30 janvier - 5 février

VICTOIRE DANS LE DESERT

SABBAT APRÈS-MTDI

Étude de la semaine
Mt 1.20-23 ; Jn 9.39 ; Mt 3.7-12 ; 4.1-10 ; Dt 34.1-4 ; Ap 21.10.

Verset à mémoriser
« Car le Fils de l’homme est venu chercher et sauver ce qui était perdu. »
(Lc 19.10.)

« Quand Satan apprit qu’il y aurait inimitié entre lui et la femme, entre sa postérité et la sienne, il comprit que
l’œuvre de dépravation sur la nature humaine allait être entravée [...]. Mais lorsqu’il entendit un exposé plus complet
du plan du salut, il se réjouit néanmoins à la pensée qu’ayant consommé la chute d’Adam, il avait réussi à obliger le
Fils de Dieu à descendre de son trône, revêtu de la nature humaine. Fier de ce premier succès, il se flatta de triompher,
et de mettre ainsi en échec la rédemption de l’homme. »

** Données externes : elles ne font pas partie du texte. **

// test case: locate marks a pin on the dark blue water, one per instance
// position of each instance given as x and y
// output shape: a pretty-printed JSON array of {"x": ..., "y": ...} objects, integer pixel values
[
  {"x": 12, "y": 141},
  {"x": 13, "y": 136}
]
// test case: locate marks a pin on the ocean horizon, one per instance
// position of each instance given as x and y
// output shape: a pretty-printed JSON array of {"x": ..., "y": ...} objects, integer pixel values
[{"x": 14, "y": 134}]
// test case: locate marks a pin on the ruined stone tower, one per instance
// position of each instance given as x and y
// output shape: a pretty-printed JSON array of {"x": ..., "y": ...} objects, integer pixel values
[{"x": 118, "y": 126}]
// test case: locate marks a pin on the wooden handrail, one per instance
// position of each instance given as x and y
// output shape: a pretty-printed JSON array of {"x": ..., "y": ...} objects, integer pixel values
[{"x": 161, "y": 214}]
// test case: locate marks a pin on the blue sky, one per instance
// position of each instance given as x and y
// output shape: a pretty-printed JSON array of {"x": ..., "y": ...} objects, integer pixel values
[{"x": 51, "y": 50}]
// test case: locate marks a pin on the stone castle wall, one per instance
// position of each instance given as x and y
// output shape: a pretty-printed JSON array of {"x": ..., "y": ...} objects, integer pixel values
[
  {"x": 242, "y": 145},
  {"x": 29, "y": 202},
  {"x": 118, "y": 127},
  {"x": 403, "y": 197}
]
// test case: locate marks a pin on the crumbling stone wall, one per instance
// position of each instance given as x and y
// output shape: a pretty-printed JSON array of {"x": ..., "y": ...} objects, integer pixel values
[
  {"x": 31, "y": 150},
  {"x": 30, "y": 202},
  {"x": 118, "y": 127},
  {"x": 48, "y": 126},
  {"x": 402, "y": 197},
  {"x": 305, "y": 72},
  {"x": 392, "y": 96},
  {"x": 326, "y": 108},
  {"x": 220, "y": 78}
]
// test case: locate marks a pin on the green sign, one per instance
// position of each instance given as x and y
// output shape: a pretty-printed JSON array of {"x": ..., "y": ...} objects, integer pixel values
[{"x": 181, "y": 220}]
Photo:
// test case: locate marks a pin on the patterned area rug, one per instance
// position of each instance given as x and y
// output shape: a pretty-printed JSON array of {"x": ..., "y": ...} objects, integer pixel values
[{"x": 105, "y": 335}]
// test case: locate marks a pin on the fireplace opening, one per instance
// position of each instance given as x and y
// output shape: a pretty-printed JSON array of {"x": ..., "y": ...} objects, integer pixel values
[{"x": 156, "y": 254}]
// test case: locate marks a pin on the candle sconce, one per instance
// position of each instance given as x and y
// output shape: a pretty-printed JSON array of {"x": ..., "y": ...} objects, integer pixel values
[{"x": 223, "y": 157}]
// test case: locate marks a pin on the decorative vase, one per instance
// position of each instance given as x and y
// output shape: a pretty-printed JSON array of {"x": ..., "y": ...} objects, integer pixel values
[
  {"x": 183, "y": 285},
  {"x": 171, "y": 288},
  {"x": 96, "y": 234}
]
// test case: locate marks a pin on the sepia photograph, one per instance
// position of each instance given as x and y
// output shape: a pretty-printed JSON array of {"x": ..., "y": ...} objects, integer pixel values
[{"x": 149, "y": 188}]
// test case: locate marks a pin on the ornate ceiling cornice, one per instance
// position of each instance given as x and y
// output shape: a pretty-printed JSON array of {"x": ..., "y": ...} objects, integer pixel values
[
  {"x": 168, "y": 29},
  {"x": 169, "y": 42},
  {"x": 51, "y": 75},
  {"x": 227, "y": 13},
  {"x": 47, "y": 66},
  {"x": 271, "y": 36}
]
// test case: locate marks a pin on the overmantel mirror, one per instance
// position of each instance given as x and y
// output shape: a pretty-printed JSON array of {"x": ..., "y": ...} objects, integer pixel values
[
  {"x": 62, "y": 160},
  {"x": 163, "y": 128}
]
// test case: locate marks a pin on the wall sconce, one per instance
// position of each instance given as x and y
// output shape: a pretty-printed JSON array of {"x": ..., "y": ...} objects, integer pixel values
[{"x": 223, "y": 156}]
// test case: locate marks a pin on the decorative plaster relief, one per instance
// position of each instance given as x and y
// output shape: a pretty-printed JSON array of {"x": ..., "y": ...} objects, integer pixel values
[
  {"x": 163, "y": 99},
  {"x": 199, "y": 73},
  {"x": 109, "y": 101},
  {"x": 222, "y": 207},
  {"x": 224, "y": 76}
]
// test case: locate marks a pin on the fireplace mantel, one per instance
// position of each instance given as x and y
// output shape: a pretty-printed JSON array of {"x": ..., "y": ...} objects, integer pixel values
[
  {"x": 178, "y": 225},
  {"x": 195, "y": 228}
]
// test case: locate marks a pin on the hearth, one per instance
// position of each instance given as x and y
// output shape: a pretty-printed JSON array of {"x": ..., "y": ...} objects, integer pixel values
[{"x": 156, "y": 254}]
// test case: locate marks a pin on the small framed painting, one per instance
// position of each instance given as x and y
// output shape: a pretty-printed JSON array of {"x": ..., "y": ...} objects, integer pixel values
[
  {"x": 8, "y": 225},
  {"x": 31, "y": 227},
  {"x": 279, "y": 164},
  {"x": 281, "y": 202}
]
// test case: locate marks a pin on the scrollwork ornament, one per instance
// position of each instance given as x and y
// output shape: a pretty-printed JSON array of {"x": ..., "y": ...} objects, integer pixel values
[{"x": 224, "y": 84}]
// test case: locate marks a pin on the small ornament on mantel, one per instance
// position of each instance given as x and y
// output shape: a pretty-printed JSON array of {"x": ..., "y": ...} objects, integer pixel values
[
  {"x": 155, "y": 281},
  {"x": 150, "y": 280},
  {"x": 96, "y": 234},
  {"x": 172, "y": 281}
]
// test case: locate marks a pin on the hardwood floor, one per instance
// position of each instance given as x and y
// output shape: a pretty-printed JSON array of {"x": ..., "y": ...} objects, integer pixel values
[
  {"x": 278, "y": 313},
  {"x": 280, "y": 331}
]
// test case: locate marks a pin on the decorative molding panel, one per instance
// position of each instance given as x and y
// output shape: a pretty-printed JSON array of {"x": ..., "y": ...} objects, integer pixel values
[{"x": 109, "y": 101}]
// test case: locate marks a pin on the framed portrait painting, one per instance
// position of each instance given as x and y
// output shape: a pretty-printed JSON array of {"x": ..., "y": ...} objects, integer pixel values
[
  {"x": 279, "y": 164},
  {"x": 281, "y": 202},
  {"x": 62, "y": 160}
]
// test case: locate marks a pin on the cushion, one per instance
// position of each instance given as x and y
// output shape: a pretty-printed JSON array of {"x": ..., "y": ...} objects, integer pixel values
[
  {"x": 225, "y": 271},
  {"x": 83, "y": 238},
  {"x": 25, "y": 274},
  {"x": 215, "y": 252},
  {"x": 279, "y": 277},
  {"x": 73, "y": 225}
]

Cette semaine, alors que nous évoquons les tentations dans le désert, nous verrons, peut-être plus clairement
que jamais auparavant dans la Bible, s’exprimer le grand conflit entre Christ et Satan tel qu’il fait rage ouvertement
entre eux. Satan avait réclamé le monde comme lui appartenant, et Christ est venu pour le regagner. Au centre de sa
victoire, il y avait le plan du salut. N’ayant pas réussi à tuer Jésus après sa naissance, Satan essaya un autre moyen
pour saboter la rédemption de notre espèce. Les tentations au désert lèvent le voile sur ses intentions.

Etudiez la leçon de cette semaine pour le sabbat 6 février.

11 Ellen C. White, Patriarches et prophètes p.44.


DIMANCHE 31 janvier

Emmanuel vient à notre secours

Lisez Matthieu 1.20-23.

Quelle est la signification du nom donné à Jésus : Emmanuel ?

Pourquoi Jésus est-il venu sur cette terre pour être avec nous ?

D’abord, il est venu restaurer la domination qu’Adam avait perdue (Rm 5.12, 15). Nous avons un aperçu de la
royauté de Jésus (qui a donc la domination) quand il a inspiré les foules (cinq mille personnes voulaient le couronner
roi) et quand les enfants chantaient hosanna (une forme de louange destinée à celui qui sauverait le peuple de ses
ennemis). Nous voyons également le pouvoir qu’il a sur la création dans sa capacité à restaurer des êtres humains
brisés par la maladie (par exemple, l’aveugle-né et la femme qui avait un saignement depuis douze ans), ainsi que dans
son pouvoir sur la nature, comme quand il a calmé la tempête et dit aux vagues de se calmer.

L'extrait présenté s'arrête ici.